Theresa May has been warned she could face a fresh court challenge over Brexit, after a retired Scottish doctor claimed the law requires there to be a second referendum on any withdrawal agreement.
Dr Andrew Watt, a former radiologist from Glasgow, sent a letter before action – usually the first step in taking disputes to court – to the Prime Minister, in which he argued Section 2 of the European Union Act 2011 requires a referendum before the UK can leave the EU.
He said the act, which was designed to trigger a referendum in the event of a new EU treaty that would transfer powers to the bloc from the UK, calls for the Government to have a referendum before it can ratify any treaty that amends or replaces the EU or the functioning of the bloc.
Dr Watt highlighted a section of the legislation which sets out that there must be a referendum if there is the “conferring on an EU institution or body of power to impose a requirement or obligation on the United Kingdom, or the removal of any limitation on any such power of an EU institution or body”.

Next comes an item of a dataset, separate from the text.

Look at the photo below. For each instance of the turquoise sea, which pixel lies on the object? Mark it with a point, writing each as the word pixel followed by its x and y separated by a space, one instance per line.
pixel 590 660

He added that a separate line – providing for a referendum if the EU is given the power to impose sanctions on the UK – could also apply if the bloc is able to erect tariffs on UK goods and services.
Dr Watt said: “The Prime Minister has refused to hold a further referendum on withdrawal from the European Union. She has overlooked the fact that Section 2 of the European Union Act 2011 requires a referendum before the United Kingdom can ratify any withdrawal or related trade agreement with the European Union.
“The Prime Minister’s failure to recognise the legal requirement for a further referendum means that she is at high risk of running out of time in the negotiations with the European Union.”
He said he has asked Ms May to respond formally to his letter by Friday 12 May.
“Once I have her response I can decide which of the legal issues in the letter before action should be pursued in the High Court,” Dr Watt added.
“At that time I expect to seek to raise funds by crowdfunding or other means to enable this important legal action to go ahead.”
It comes three months after the Government lost a court challenge brought by philanthropist and banker Gina Miller, which meant it had to bring a bill to start the legal Brexit process to Parliament rather than launch it unilaterally, which Ms May had initially set out to do.
In the most recent Brexit development, the EU Council President Donald Tusk said at a special summit in Brussels that the bloc’s Brexit negotiation guidelines have been unanimously agreed.
The Prime Minister meanwhile accused EU leaders of preparing to “line up to oppose us” over Brexit, as she made an audacious appeal to Labour supporters to “lend me their vote” to strengthen her hand.